Omdat de stof toxisch, persistent en bioaccumulatief is, het voldoet aan de PBT-criteria, is onacceptabele blootstelling aan bodemorganismen en doorvergiftiging naar vogels en zoogdieren niet uit te sluiten. Algemene middelen tegen kruipende insecten zijn naar verwachting niet werkzaam tegen termieten en hebben als bezwaar dat dit vaak spuitmiddelen zijn die tijdens het aanbrengen grote nadelige effecten op het bodemleven en waterleven (bij afspoeling) zal hebben en waarvan de resten niet kunnen worden verzameld.

  • Voordeel van de bodem en muurstations is dat er geen sprake is van overdosering en waarschijnlijk ook niet van directe blootstelling van andere bodemorganismen dan termieten.

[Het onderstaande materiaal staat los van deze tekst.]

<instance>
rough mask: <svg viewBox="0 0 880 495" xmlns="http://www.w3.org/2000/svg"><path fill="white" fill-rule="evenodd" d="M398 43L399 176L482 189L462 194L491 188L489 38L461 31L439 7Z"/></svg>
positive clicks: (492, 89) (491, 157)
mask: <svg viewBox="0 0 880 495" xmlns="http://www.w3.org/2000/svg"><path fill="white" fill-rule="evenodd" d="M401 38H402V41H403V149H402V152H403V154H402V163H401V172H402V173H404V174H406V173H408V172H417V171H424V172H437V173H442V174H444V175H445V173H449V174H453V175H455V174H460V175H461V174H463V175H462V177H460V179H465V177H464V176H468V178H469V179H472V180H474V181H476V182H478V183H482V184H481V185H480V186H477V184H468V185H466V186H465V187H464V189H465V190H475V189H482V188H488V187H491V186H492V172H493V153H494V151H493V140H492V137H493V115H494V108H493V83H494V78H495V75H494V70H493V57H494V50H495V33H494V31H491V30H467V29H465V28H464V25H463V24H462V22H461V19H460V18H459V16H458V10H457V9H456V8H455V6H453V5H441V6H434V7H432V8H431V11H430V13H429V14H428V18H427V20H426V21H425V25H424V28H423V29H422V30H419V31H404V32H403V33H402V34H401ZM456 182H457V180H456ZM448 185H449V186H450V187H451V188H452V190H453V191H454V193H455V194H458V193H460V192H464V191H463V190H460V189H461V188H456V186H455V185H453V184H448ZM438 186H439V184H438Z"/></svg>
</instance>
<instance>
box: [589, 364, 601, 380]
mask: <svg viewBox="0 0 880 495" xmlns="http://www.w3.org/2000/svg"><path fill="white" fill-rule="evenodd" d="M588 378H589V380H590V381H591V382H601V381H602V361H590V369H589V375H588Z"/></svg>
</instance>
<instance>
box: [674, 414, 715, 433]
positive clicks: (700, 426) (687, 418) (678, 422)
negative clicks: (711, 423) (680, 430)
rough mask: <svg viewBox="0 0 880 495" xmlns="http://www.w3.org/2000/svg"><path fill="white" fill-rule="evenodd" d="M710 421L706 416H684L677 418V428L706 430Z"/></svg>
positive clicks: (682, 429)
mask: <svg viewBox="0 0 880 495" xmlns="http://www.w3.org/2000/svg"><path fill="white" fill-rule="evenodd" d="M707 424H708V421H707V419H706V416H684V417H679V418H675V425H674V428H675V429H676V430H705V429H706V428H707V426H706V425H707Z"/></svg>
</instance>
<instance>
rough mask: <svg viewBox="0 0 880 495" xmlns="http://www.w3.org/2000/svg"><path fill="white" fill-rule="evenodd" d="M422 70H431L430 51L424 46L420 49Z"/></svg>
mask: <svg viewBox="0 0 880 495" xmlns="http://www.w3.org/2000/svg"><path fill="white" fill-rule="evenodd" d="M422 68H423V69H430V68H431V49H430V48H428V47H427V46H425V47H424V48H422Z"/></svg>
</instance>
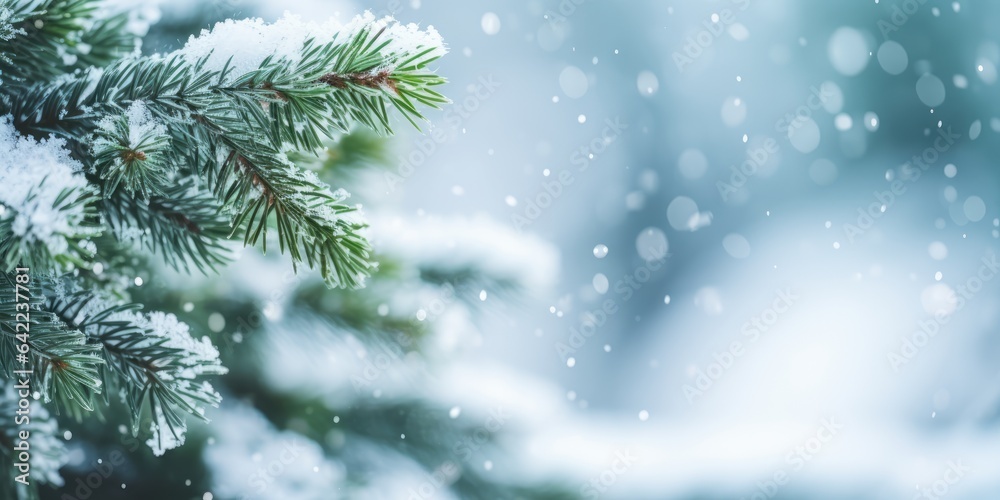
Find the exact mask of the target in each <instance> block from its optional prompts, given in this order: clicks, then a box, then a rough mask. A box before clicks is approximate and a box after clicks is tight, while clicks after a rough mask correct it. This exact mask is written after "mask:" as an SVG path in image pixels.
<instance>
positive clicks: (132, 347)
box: [49, 292, 228, 455]
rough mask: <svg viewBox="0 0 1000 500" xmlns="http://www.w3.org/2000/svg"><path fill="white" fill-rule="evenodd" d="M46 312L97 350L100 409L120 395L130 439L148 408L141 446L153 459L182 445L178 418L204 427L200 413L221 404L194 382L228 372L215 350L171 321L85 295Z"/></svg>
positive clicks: (60, 305) (181, 434) (94, 297)
mask: <svg viewBox="0 0 1000 500" xmlns="http://www.w3.org/2000/svg"><path fill="white" fill-rule="evenodd" d="M49 307H50V309H51V310H52V311H54V312H55V314H56V315H58V316H59V317H60V318H61V319H62V320H63V321H64V322H65V323H66V324H68V325H70V326H72V327H74V328H77V329H79V330H80V331H82V332H84V333H85V334H86V335H87V337H88V339H89V340H90V342H92V343H95V344H97V345H99V346H101V348H102V354H103V356H104V361H105V364H104V365H103V367H102V369H101V376H102V378H103V379H104V380H106V381H107V385H108V390H106V391H104V393H103V396H104V400H105V403H107V402H108V397H109V395H110V394H112V393H119V394H121V396H122V402H123V403H124V404H125V405H126V407H127V408H128V409H129V410H130V412H131V415H130V416H131V426H132V433H133V435H135V434H137V433H138V431H139V425H140V423H141V422H142V416H143V411H144V409H145V408H147V407H148V408H149V411H150V415H151V417H152V419H153V426H152V429H151V430H152V432H153V437H152V438H151V439H150V441H148V442H147V443H148V444H149V445H150V447H152V448H153V451H154V453H156V454H157V455H160V454H162V453H163V452H164V451H166V450H167V449H170V448H173V447H176V446H178V445H180V444H183V442H184V432H185V430H186V423H185V421H184V417H183V416H182V415H181V412H183V413H188V414H191V415H194V416H196V417H198V418H200V419H202V420H205V421H208V419H207V418H206V417H205V408H204V407H205V406H213V407H217V406H218V405H219V403H220V402H221V400H222V398H221V396H220V395H219V394H218V393H217V392H215V390H214V389H213V388H212V386H211V384H209V383H208V382H205V381H200V382H199V380H198V379H199V378H200V377H202V376H205V375H224V374H225V373H226V372H227V371H228V370H227V369H226V368H225V367H223V366H222V365H221V363H220V361H219V352H218V350H216V348H215V347H214V346H212V344H211V343H210V342H209V341H208V339H207V338H203V339H202V340H201V341H197V340H195V339H193V338H192V337H191V335H190V333H189V332H188V327H187V325H185V324H184V323H181V322H179V321H177V318H176V317H175V316H174V315H172V314H164V313H160V312H153V313H149V314H145V315H144V314H139V313H138V311H139V310H140V309H141V307H142V306H141V305H138V304H117V305H116V304H113V303H111V302H108V301H107V300H105V299H103V298H101V297H99V296H98V295H96V294H94V293H90V292H76V293H74V294H72V295H68V296H64V297H54V298H52V299H51V300H50V305H49ZM168 433H169V434H168Z"/></svg>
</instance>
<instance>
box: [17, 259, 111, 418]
mask: <svg viewBox="0 0 1000 500" xmlns="http://www.w3.org/2000/svg"><path fill="white" fill-rule="evenodd" d="M44 279H45V278H41V277H37V278H36V279H34V280H32V282H30V283H28V285H27V286H28V288H29V290H30V297H31V301H30V303H23V302H22V303H21V304H20V305H19V304H18V303H17V302H15V300H14V299H13V298H12V295H11V294H7V293H5V294H0V370H2V371H3V376H4V377H10V376H12V374H13V371H14V370H20V369H24V367H23V366H20V365H16V364H15V363H14V362H15V356H16V354H17V345H18V344H20V343H21V338H25V339H27V344H28V346H29V350H30V354H31V369H32V371H33V373H34V375H33V377H32V380H33V381H34V383H35V384H36V385H34V386H33V388H34V389H35V390H37V391H38V392H40V393H41V394H42V398H43V400H44V401H45V402H49V401H56V402H57V403H58V405H59V406H58V407H61V408H64V409H66V410H67V411H68V412H69V413H70V414H71V415H73V416H75V417H76V418H80V417H81V416H82V415H83V412H90V411H93V410H94V402H93V399H94V398H93V396H94V395H95V394H98V393H100V392H101V388H102V385H103V383H102V381H101V378H100V377H99V376H98V370H99V368H100V366H101V365H102V364H103V361H102V360H101V358H100V357H99V354H98V351H99V350H100V347H99V346H95V345H89V344H87V343H86V337H85V336H84V335H83V333H81V332H80V331H79V330H78V329H76V328H74V327H71V326H69V325H67V324H65V323H64V322H63V321H61V320H60V319H59V318H58V317H56V316H55V315H54V314H52V313H51V312H49V311H47V310H46V309H45V307H44V303H45V296H44V294H43V288H42V287H41V286H40V283H39V280H44ZM15 283H16V279H15V276H14V275H13V274H10V273H0V287H2V289H4V290H13V289H14V287H15ZM22 286H24V285H22ZM27 304H30V305H27ZM18 320H28V321H27V323H28V325H29V327H28V330H27V331H25V330H24V329H22V328H20V327H18V326H17V324H18ZM24 333H27V334H28V335H27V336H26V337H21V338H19V334H24ZM15 378H16V377H15ZM39 381H40V382H39Z"/></svg>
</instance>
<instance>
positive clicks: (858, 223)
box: [843, 126, 962, 243]
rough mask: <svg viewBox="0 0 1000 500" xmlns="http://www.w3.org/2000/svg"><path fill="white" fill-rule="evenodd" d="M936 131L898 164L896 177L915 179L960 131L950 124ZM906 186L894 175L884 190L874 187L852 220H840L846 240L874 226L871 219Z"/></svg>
mask: <svg viewBox="0 0 1000 500" xmlns="http://www.w3.org/2000/svg"><path fill="white" fill-rule="evenodd" d="M937 131H938V137H936V138H935V139H934V143H933V144H932V145H931V146H928V147H927V148H925V149H924V150H923V152H921V153H920V154H919V155H913V156H912V157H911V158H910V161H908V162H906V163H904V164H903V165H902V167H900V177H903V178H906V180H907V181H909V182H910V183H914V182H917V181H918V180H919V179H920V178H921V177H922V176H923V173H924V172H926V171H927V169H929V168H930V167H931V165H933V164H934V163H936V162H937V161H938V160H939V159H940V158H941V156H942V155H943V154H944V153H946V152H948V150H950V149H951V148H952V147H954V145H955V143H956V142H957V141H958V139H960V138H961V137H962V134H959V133H957V132H953V131H952V130H951V127H950V126H949V127H948V128H947V129H944V128H938V129H937ZM906 190H907V186H906V184H905V183H904V182H903V180H902V179H894V180H893V181H892V183H891V184H890V185H889V189H888V190H886V191H875V192H874V198H875V201H873V202H871V203H869V204H868V206H867V207H858V208H857V213H858V217H857V220H856V221H855V222H856V223H855V224H851V223H849V222H846V223H844V225H843V229H844V236H846V237H847V241H848V242H850V243H854V240H855V239H857V238H858V237H860V236H863V235H864V234H865V231H868V230H869V229H871V228H872V227H873V226H875V223H876V222H877V221H878V220H879V219H881V218H882V216H883V215H885V213H886V212H887V211H888V210H889V208H891V207H892V205H893V204H894V203H896V201H897V200H899V198H900V197H901V196H903V195H904V194H906Z"/></svg>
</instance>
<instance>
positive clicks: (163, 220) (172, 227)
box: [100, 178, 232, 274]
mask: <svg viewBox="0 0 1000 500" xmlns="http://www.w3.org/2000/svg"><path fill="white" fill-rule="evenodd" d="M100 208H101V213H102V214H103V215H104V220H105V222H106V223H107V225H108V227H110V228H111V230H112V232H114V234H115V235H116V237H117V238H118V239H119V241H124V242H130V241H138V242H139V243H140V244H141V245H142V246H143V247H145V248H146V249H148V250H149V251H150V252H152V253H153V254H156V255H159V256H160V257H161V258H162V259H163V261H164V262H166V263H167V265H169V266H170V267H172V268H173V269H175V270H178V271H179V270H185V271H186V270H189V269H190V268H191V266H192V265H193V266H194V267H195V268H197V269H198V270H199V271H201V272H202V273H203V274H207V273H208V272H209V271H210V270H211V271H216V270H217V268H218V267H219V266H224V265H226V264H228V263H229V262H230V261H231V260H232V252H231V251H230V249H229V248H228V247H227V245H226V240H227V239H228V238H229V236H230V234H231V233H232V229H231V226H230V221H229V218H228V217H226V216H225V215H224V214H223V213H222V208H221V206H220V204H219V202H218V201H217V200H216V199H215V197H213V196H212V194H211V193H209V192H206V191H205V190H204V189H202V188H200V187H199V186H198V184H197V182H196V181H195V180H194V179H190V178H188V179H185V180H182V181H180V182H177V183H176V184H175V185H174V186H170V187H167V188H165V189H164V190H163V191H162V194H160V195H156V196H152V197H150V199H149V200H147V201H142V200H138V199H135V198H133V197H132V196H129V195H128V194H126V193H123V192H120V191H119V192H117V193H114V194H112V195H111V196H110V197H108V198H107V199H105V200H103V201H102V202H101V203H100ZM139 228H144V229H145V230H141V229H139Z"/></svg>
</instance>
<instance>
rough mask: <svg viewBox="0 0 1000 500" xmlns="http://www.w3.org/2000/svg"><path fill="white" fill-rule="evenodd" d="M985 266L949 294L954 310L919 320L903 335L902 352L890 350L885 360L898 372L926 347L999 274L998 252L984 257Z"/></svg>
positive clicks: (900, 350)
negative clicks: (903, 336)
mask: <svg viewBox="0 0 1000 500" xmlns="http://www.w3.org/2000/svg"><path fill="white" fill-rule="evenodd" d="M981 262H982V265H981V266H979V270H978V271H977V272H976V274H975V275H974V276H971V277H969V278H968V279H966V280H965V283H963V284H961V285H958V286H956V287H955V290H956V291H957V292H958V293H957V294H955V293H952V294H951V296H950V297H949V302H950V301H951V300H950V299H954V302H955V308H954V309H953V310H951V311H950V312H949V311H946V310H940V309H939V310H938V311H936V312H935V313H934V317H933V318H931V319H925V320H918V321H917V328H918V329H917V330H916V331H914V332H913V333H911V334H910V335H909V336H906V337H903V338H902V339H901V343H900V347H899V351H898V352H896V351H889V353H888V354H887V355H886V359H887V360H888V361H889V366H890V367H892V370H893V371H895V372H898V371H899V367H900V366H902V365H905V364H908V363H909V362H910V361H912V360H913V358H915V357H917V354H919V353H920V351H921V350H922V349H923V348H924V347H927V345H928V344H929V343H930V341H931V339H933V338H934V337H935V336H937V334H938V333H939V332H941V329H942V328H943V327H944V325H947V324H948V321H950V320H951V317H952V315H954V314H955V313H957V312H958V311H961V310H962V309H963V308H964V307H965V305H966V304H967V303H968V301H970V300H972V299H974V298H975V297H976V294H977V293H979V291H980V290H982V289H983V286H984V285H985V284H986V283H987V282H989V281H991V280H992V279H993V278H994V277H996V275H997V272H998V271H1000V262H997V256H996V254H991V255H988V256H986V257H983V258H982V259H981Z"/></svg>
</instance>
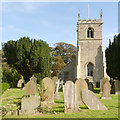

Het is echter wenselijk dat gemonitord wordt of het product inderdaad niet ook door andere bodemorganismen zal worden genuttigd.

  • Er is een risico op doorvergiftiging berekend voor regenworm-etende vogels en zoogdieren zoals lijsters, egels en muizen. Het is wenselijk dat de bestrijder onderzoekt hoe op de behandelde locaties ook op de lange termijn dit risico kan worden verminderd. Daarnaast moeten de stations na bestrijding van de termieten worden verwijderd zodat het middel niet onnodig achterblijft.

  • Omdat de werkzame stof zeer persistent, zeer bioaccumulatief en toxisch is, is het wenselijk dat onderzocht wordt of er geen alternatieve stoffen/producten zijn die fungeren als chitine synthase remmer (IGR), maar die niet persistent en bioaccumulatief zijn.’

Het advies is zorgvuldig tot stand gekomen; de voorgestelde voorschriften zijn in de bijlage bij deze vrijstelling overgenomen.

De Inspectie Leefomgeving en Transport heeft – gelet op de handhaafbaarheid en uitvoerbaarheid van de voorschriften – geen bezwaren tegen de vrijstelling (mededeling 22 mei 2024).